Marcello Rossoni è un operatore umanitario. Durante la prima fase della pandemia si trovava per lavoro in Giordania dove, appena ha potuto, si è vaccinato: la prima dose il 15 aprile 2021, mentre la seconda il 5 maggio. Fino qui non ci sarebbero stati problemi, se non fosse che il vaccino inoculato era il Sinopharm, il vaccino cinese, che in Italia non permette di ottenere il certificato verde. ”In quel periodo nessuno parlava ancora di green pass – spiega Rossoni – così appena ho avuto la possibilità, ho scelto di vaccinarmi. Ho chiesto informazioni ad alcuni medici giordani e loro mi hanno rassicurato dicendo che era un buon vaccino e così mi sono convinto”.
”I problemi sono iniziati quando sono tornato in Italia” – continua. Infatti il Sinopharm, non essendo riconosciuto dall’Ema e dall’Aifa, rispettivamente l’Agenzia europea per i medicinali e l’Agenzia italiana del farmaco, non permette di ottenere il certificato verde.

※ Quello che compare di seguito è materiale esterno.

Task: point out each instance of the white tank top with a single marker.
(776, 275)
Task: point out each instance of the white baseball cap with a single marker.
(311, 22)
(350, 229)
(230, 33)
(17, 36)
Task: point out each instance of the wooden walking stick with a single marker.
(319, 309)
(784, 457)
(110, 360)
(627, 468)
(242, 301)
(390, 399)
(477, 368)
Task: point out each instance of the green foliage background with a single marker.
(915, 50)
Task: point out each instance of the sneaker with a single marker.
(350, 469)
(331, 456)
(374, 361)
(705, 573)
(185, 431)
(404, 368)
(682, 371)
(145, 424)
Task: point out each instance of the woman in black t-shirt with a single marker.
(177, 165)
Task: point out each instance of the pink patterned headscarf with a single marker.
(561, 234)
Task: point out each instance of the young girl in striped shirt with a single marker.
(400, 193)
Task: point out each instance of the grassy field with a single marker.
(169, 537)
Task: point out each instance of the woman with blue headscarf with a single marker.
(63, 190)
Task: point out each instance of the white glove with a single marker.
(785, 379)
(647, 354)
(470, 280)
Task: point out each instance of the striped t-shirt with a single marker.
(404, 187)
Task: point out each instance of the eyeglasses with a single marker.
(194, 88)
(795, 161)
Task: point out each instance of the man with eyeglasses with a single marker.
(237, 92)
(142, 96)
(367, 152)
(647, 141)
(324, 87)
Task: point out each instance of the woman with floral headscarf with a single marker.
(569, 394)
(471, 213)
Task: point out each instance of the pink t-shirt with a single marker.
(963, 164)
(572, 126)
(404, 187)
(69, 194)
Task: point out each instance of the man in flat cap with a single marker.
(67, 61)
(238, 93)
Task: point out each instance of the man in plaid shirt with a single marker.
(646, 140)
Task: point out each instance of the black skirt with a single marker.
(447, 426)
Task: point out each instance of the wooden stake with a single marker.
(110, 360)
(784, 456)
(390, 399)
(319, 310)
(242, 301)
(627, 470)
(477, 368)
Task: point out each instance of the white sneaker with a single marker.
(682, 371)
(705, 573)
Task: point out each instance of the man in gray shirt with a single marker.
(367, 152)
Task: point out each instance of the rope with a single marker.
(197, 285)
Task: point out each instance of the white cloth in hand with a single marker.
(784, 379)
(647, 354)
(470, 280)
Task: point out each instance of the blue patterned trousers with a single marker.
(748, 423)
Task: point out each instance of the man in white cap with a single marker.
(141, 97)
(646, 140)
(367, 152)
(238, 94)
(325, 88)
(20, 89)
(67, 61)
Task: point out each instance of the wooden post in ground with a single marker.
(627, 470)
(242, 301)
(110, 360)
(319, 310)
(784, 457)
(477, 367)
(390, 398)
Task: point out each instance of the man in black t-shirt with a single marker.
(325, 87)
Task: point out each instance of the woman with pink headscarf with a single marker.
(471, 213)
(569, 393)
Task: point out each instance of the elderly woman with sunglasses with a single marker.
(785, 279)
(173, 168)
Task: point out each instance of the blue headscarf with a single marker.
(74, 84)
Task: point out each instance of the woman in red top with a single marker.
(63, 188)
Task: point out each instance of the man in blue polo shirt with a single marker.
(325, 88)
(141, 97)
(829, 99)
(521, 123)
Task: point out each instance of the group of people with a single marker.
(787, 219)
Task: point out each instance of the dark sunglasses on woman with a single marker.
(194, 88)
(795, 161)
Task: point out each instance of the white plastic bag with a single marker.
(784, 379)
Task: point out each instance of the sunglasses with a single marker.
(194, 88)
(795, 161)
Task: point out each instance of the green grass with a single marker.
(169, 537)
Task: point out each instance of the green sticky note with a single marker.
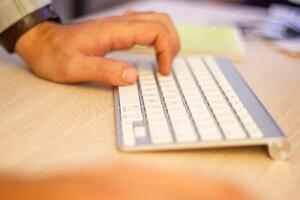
(222, 41)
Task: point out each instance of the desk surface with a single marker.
(45, 127)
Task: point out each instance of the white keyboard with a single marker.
(203, 103)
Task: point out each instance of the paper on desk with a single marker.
(222, 41)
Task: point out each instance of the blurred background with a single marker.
(75, 8)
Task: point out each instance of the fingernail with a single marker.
(129, 75)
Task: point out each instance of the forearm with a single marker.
(12, 11)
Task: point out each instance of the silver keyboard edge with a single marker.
(255, 108)
(274, 138)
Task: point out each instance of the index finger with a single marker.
(145, 33)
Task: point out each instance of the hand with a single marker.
(121, 182)
(75, 53)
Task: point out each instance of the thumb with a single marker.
(104, 70)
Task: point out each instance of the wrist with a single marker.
(30, 41)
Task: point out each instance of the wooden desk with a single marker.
(47, 127)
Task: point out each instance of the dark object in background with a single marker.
(267, 3)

”In questi mesi ho contattato il ministero della Salute senza ottenere risposta – aggiunge – poi ho scritto all’Asl di riferimento, che mi ha risposto dicendomi però che non possono rilasciarmi il certificato e che mi sconsigliano di sottopormi a un’altra vaccinazione, perché al momento non ci sono evidenze scientifiche su quali possano essere gli effetti”.
Insomma Rossoni si trova in un limbo e ora con l’entrata in vigore del super green pass, dalla metà di ottobre rischierà anche di non poter più recarsi in ufficio. ”Non faccio parte di una categoria che per scelta non si è vaccinata – conclude – nonostante questo però, per qualsiasi cosa io debba fare, ho bisogno di recarmi in farmacia per fare un tampone”.